Peringati Hari Anti Korupsi Kejari Tabanan Bagi Stiker Dan Bunga

75
foto-Kejari Tabanan Ni Wayan Sinaryati,Bagi-Bagi Siker,Bunga dan Pin,Hari Anti Korupsi.

Tabanan,mediapelangi.com-Dalam memperigati Hari Anti Korupsi,Se Dunia(9/12/2017)Kejakasaan Negeri Tabanan melaksanakan kegiatan bagi-bagi stiker,bunga dan pin yang bertuliskan anti korupsi,kepada pengendara yang kebetulan berhenti di lampu merah jalan Pahlawan Tabanan,penyebaran stiker juga di Rumah Sakit Umum dan ke Pemkab Tabanan.

Di Hari Anti Korupsi Sedunia,kami ingin mengajak seluruh komponen masyarakat untuk anti korupsi dengan penyebaran stiker anti korupsi di beberapa titik jalan,”kata Kepala Kejaksaan Negeri Tabanan.Ni Wayan Sinaryati.Jumat(08/12/2017).

Dalam peringatan Hari Anti Korupsi kali ini,dimaksudkan untuk memerangi tindak pidana korupsi yang dirasakan sudah merajalela di berbagai belahan dunia.pihaknya akan tetap berkomitmen memberantas korupsi dan melakukan pencegahan tindakan korupsi sedini mungkin,”jelasnya.

Dalam kegiatan Hari Anti Korupsi Kejari Tabanan juga merangkul generasi muda dengan mengadakan lomba pidato untuk anak SMA/sederajat yang tujuanya tidak lain untuk mencegah tindak pidana korupsi sedini mungkin,dan bisa kita mewujudkan apa yang menjadi tujuan bersama untuk memerangi korupsi,dengan kegiatan ini kita terbebas dari korupsi.

Sinaryati menegaskan saat ini di Tabanan,pihaknya sudah melakukan dengan cara pencegahan tindak pidana korupsi untuk mengurangi penyimpangan-penyimpangan,jika nantinya kami temukan adanya penyimpangan kami akan melakukan tindakan tegas sesuai dengan undang-undang yang berlaku,”tegasnya.

Lanjut Sinaryati,saat ini pihaknya juga sedang pengumpulan data jika nantinya sudah lengkap dengan bukti yang kuat kami akan lakukan tindakan,” tegasnya.

Dengan membagikan stiker Antikorupsi kepada pengguna jalan,berharap adanya dukungan dari semua pihak untuk melawan korupsi.

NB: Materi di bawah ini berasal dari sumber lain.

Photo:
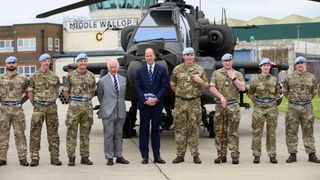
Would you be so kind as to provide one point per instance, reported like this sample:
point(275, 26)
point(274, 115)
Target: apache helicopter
point(168, 28)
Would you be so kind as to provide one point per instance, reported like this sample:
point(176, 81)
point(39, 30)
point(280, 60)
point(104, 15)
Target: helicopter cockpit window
point(158, 18)
point(137, 4)
point(149, 33)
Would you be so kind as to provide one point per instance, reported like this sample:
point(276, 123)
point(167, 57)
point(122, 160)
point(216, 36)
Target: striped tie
point(150, 74)
point(115, 85)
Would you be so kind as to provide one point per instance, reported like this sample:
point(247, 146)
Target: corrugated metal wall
point(280, 31)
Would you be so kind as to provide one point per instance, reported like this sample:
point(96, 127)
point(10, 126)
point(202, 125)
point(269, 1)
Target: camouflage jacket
point(264, 87)
point(225, 85)
point(300, 86)
point(80, 84)
point(44, 85)
point(181, 78)
point(13, 87)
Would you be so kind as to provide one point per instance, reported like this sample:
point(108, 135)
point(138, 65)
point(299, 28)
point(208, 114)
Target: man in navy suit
point(150, 83)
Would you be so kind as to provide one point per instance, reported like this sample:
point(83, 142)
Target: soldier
point(13, 86)
point(264, 92)
point(299, 88)
point(186, 81)
point(226, 84)
point(43, 91)
point(79, 90)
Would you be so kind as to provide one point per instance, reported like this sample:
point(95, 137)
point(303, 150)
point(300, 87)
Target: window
point(56, 44)
point(119, 39)
point(27, 70)
point(2, 70)
point(50, 44)
point(6, 45)
point(26, 44)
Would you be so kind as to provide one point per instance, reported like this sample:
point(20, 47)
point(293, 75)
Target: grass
point(283, 107)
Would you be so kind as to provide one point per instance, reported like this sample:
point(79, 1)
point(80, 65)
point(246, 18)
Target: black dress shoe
point(159, 160)
point(3, 162)
point(145, 161)
point(110, 162)
point(86, 161)
point(122, 160)
point(23, 162)
point(34, 162)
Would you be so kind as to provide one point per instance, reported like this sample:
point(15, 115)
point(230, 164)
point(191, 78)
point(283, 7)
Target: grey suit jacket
point(108, 99)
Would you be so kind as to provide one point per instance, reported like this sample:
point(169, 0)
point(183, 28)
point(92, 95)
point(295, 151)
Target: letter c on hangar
point(99, 36)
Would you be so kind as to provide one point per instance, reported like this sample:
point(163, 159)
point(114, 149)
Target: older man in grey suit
point(111, 95)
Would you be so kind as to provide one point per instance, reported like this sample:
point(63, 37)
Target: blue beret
point(299, 59)
point(188, 50)
point(44, 57)
point(264, 61)
point(11, 59)
point(81, 56)
point(226, 57)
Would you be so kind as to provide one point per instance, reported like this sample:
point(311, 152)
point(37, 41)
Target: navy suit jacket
point(160, 83)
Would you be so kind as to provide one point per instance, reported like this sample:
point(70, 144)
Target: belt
point(187, 99)
point(80, 99)
point(229, 102)
point(264, 100)
point(301, 103)
point(44, 103)
point(10, 103)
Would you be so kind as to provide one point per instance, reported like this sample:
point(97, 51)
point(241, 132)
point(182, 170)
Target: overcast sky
point(25, 11)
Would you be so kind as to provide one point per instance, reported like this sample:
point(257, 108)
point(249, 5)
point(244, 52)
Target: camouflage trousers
point(40, 114)
point(12, 116)
point(302, 115)
point(187, 118)
point(259, 116)
point(231, 121)
point(79, 114)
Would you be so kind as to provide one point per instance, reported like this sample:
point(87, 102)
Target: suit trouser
point(112, 129)
point(148, 114)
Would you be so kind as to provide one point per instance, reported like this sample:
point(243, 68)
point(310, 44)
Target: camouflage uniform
point(45, 87)
point(263, 92)
point(229, 90)
point(11, 90)
point(187, 110)
point(79, 86)
point(300, 88)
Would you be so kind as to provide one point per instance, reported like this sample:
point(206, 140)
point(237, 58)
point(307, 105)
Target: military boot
point(72, 161)
point(313, 158)
point(34, 162)
point(220, 159)
point(23, 162)
point(235, 160)
point(86, 161)
point(3, 162)
point(292, 158)
point(178, 159)
point(256, 160)
point(56, 162)
point(196, 160)
point(273, 160)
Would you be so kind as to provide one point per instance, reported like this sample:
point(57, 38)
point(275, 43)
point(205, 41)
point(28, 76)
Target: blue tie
point(115, 85)
point(150, 74)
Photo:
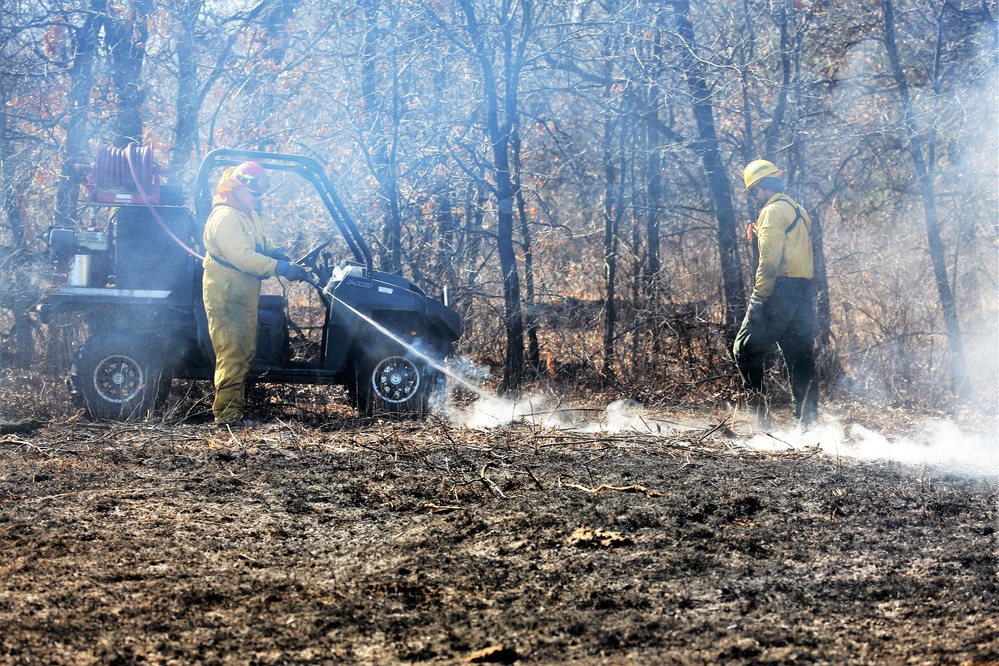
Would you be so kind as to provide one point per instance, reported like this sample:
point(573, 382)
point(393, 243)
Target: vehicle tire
point(390, 381)
point(118, 378)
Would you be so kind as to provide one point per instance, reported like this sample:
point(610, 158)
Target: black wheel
point(119, 378)
point(391, 382)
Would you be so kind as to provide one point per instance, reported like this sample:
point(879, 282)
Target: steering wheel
point(311, 260)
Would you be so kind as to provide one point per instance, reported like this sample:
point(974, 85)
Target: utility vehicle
point(136, 283)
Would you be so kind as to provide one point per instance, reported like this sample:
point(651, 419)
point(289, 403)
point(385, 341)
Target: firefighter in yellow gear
point(782, 306)
point(237, 258)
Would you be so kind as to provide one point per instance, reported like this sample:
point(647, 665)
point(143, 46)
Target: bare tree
point(927, 188)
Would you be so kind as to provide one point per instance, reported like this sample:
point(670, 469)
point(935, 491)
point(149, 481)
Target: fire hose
point(114, 164)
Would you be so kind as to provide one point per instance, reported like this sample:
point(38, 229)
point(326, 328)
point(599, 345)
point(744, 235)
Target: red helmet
point(253, 176)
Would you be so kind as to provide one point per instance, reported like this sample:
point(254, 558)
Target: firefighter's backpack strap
point(797, 216)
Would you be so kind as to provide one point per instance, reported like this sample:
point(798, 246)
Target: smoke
point(937, 443)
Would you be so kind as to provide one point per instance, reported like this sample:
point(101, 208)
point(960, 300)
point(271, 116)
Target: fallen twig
point(621, 489)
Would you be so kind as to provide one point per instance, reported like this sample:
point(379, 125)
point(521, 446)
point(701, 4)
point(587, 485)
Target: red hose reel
point(124, 176)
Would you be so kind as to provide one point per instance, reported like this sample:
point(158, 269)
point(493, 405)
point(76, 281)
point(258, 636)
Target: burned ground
point(382, 542)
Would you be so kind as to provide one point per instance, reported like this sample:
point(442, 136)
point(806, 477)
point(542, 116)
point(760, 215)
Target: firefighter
point(781, 308)
point(237, 258)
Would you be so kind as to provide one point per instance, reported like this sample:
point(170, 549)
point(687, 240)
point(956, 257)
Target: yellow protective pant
point(231, 300)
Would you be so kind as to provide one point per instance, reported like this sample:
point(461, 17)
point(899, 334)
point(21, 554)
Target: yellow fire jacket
point(783, 229)
point(236, 240)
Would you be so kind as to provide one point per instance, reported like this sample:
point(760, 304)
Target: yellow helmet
point(756, 171)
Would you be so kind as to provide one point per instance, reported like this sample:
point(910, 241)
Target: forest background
point(569, 170)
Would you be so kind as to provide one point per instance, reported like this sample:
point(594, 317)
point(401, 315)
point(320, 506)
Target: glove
point(280, 255)
point(755, 312)
point(290, 271)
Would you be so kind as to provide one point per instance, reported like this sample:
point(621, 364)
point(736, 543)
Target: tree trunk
point(126, 42)
point(721, 193)
point(530, 304)
point(927, 188)
point(81, 74)
point(499, 133)
point(376, 107)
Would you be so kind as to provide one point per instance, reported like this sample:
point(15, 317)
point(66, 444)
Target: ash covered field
point(365, 541)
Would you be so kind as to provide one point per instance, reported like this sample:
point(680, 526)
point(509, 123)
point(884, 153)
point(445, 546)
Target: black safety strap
point(797, 217)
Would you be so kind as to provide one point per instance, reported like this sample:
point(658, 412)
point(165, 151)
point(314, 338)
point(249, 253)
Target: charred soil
point(381, 542)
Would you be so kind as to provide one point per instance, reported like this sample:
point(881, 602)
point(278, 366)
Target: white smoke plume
point(938, 443)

Dalam peringatan hari antikorupsi sedunia ini diharapkan kerja sama dari masyarakat sangat di butuhkan untuk memberantas tindak pidana korupsi,”ungkanya.

Diharapakan masyarakat tidak sekadar menolak korupsi, tapi benar-benar paham terhadap tindak pidana korupsi yang sangat merugkan negara dan rakyat. Dengan begitu masyarakat tidak pasif, tapi juga aktif di dalamnya.Dengan peringatan ini,semua, masyarakat ikut memberantas korupsi bersama kami,” ujarnya.(*mp-eka).